On Fri, 10 Nov 2006, Peter Karman wrote:

>
>
> brad miele scribbled on 11/10/06 3:22 PM:
>> yes, it seems that the volume of files/words was a factor, since it
>> didn't/doesn't crop up with smaller sets.
>>
>> this test was on the full set, so i am sort of baffled by why that change
>> would make the difference.
>>
>> i guess i should keep looking for a more real solution. the stemmer_en1
>> doesn't seem to do as good of a job (at least according to our
>> salespeople), and we can't seem to make the jump to 2.4.4 with en2
>>
> > i find that when i remove the two
>>>> references at the top to:
>>>>
>>>>      { FUZZY_STEMMING_EN2,       "Stemming_en",      Stem_snowball,
>>>> porter_create_env, porter_close_env, porter_stem },
>>>>      { FUZZY_STEMMING_EN2,       "Stem",             Stem_snowball,
>>>> porter_create_env, porter_close_env, porter_stem },
>>> That's just a mapping table -- it maps the config names ("None",
>>> "Stemming_en", etc.) to the code for that stemmer.
>>>
>>> The difference between 2.4.3 and 2.4.4 is that we removed the old
>>> Porter stemmer so Stem and Stemming_en were changed to use the new
>>> snowball stemmer code instead of the old Porter code.
>>>
>
> I took a look at the diffs from 2.4.3 through 2.4.4. Looks like there were a
> couple changes: one where I took out the Stemming_en and Stem options, and
> another when I put them back in with a warning.
>
> The difference when I put them back in however was that instead of being
> FUZZY_STEMMING_EN they were changed to FUZZY_STEMMING_EN2. FUZZY_STEMMING_EN was
> dropped from stemmer.h at the same time.
>
> To make matters more confusing, the error message indicates that the deprecated
> features Stemming_en and Stem will use Stemmer_en1 -- but they are marked with
> FUZZY_STEMMING_EN2 even though they call the same init/free functions as
> Stemmer_en1.
>
> So, there's definitely something suspicious in stemmer.c I think. I'm going to
> commit a change to CVS -- Brad, would you take a look at the CVS version and see
> if that works any better?
>
> And here's a little script to test all the stemmers. Use it like:
>
>  perl stemtest.pl wordIwant2stem
>
> and it will show how each stemmer handles wordIwant2stem. Note that the
> SWISH::API 0.04 is required for a working Fuzzify() method.
>
> ------------------------------8<snip--------------------------
> #!/usr/bin/perl
> #
> #   test the Swish-e stemmers
> #
> #
> use strict;
> use warnings;
> use SWISH::API; # requires 0.04 or later for working Fuzzify()
>
> my $usage = "$0 word2stem";
> my $html  = 'stem_test.html';
> my $word  = shift @ARGV or die $usage;
>
> unless (-s $html)
> {
>     open(S, ">$html") or die "can't write $html: $!";
>     print S '<html>some words here that do not matter</html>';
>     close(S);
> }
>
> my @warm_fuzzies = qw(
>   Stemming_en
>   Stem
>   None
>   Soundex
>   Metaphone
>   DoubleMetaphone
>   Stemming_es
>   Stemming_fr
>   Stemming_it
>   Stemming_pt
>   Stemming_de
>   Stemming_nl
>   Stemming_en1
>   Stemming_en2
>   Stemming_no
>   Stemming_se
>   Stemming_dk
>   Stemming_ru
>   Stemming_fi
>   );
>
> for my $f (@warm_fuzzies)
> {
>     my $index = i($f);
>     my $swish = SWISH::API->new($index);
>     my $fuzzy = $swish->Fuzzify($index, $word);
>     print "$f -> " . join(' ', $fuzzy->word_list) . "\n";
> }
>
> sub i
> {
>     my $f = shift;
>     my $index = "$f.index";
>     return $index if -s $index; # don't create more than once.
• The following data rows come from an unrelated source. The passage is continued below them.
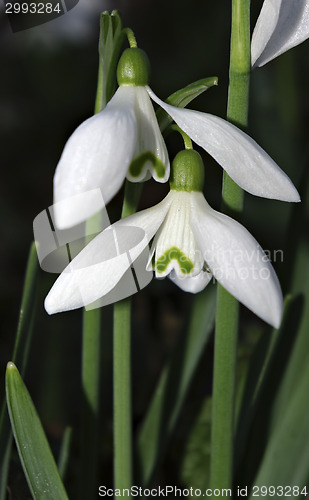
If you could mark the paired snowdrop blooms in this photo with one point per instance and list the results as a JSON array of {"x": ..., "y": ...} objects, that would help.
[
  {"x": 191, "y": 243},
  {"x": 124, "y": 140},
  {"x": 281, "y": 25}
]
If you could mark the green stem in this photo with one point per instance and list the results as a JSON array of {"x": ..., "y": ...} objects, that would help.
[
  {"x": 222, "y": 434},
  {"x": 122, "y": 370},
  {"x": 122, "y": 395}
]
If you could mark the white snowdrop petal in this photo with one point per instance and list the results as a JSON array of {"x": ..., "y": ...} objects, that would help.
[
  {"x": 174, "y": 244},
  {"x": 281, "y": 25},
  {"x": 242, "y": 158},
  {"x": 237, "y": 261},
  {"x": 102, "y": 263},
  {"x": 150, "y": 156},
  {"x": 191, "y": 284},
  {"x": 97, "y": 155}
]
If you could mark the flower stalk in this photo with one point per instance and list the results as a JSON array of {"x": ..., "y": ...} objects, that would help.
[
  {"x": 122, "y": 369},
  {"x": 222, "y": 435}
]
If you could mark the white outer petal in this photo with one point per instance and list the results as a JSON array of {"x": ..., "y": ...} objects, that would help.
[
  {"x": 97, "y": 268},
  {"x": 281, "y": 25},
  {"x": 191, "y": 284},
  {"x": 237, "y": 261},
  {"x": 149, "y": 137},
  {"x": 265, "y": 26},
  {"x": 96, "y": 156},
  {"x": 240, "y": 156}
]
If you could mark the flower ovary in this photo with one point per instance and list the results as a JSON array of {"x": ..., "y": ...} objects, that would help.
[
  {"x": 187, "y": 171},
  {"x": 133, "y": 68}
]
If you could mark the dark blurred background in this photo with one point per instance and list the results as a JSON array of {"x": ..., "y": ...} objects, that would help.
[{"x": 48, "y": 85}]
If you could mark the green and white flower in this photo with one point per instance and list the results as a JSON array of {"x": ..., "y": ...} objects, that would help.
[
  {"x": 124, "y": 140},
  {"x": 281, "y": 25},
  {"x": 191, "y": 243}
]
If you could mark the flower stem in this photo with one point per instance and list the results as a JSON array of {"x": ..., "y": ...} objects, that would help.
[
  {"x": 222, "y": 434},
  {"x": 122, "y": 370}
]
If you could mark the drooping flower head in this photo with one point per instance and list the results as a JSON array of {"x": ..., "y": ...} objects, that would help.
[
  {"x": 123, "y": 140},
  {"x": 191, "y": 243}
]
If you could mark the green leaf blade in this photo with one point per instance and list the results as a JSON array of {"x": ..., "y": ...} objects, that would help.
[
  {"x": 36, "y": 457},
  {"x": 172, "y": 387},
  {"x": 181, "y": 98}
]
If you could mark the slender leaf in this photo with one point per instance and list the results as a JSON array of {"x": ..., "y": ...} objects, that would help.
[
  {"x": 261, "y": 379},
  {"x": 181, "y": 98},
  {"x": 36, "y": 457},
  {"x": 20, "y": 357},
  {"x": 286, "y": 458},
  {"x": 196, "y": 464},
  {"x": 173, "y": 385},
  {"x": 65, "y": 452},
  {"x": 111, "y": 39}
]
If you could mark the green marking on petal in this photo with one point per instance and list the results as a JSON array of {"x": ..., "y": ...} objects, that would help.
[
  {"x": 185, "y": 264},
  {"x": 138, "y": 163}
]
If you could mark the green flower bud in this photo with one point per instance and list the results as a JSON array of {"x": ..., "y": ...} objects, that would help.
[
  {"x": 187, "y": 172},
  {"x": 133, "y": 68}
]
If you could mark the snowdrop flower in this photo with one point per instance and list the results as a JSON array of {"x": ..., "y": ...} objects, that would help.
[
  {"x": 281, "y": 25},
  {"x": 124, "y": 140},
  {"x": 191, "y": 244}
]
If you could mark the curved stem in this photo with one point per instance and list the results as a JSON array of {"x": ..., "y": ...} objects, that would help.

>     system("echo 'FuzzyIndexingMode $f' > config");
>     system("swish-e -i $html -c config -f $index 1>/dev/null");
>     return $index;
> }
> ------------------------------8<snip--------------------------
>
>
>
> -- 
> Peter Karman  .  http://peknet.com/  .  peter(at)not-real.peknet.com
>
>
Received on Sat Nov 11 11:31:16 2006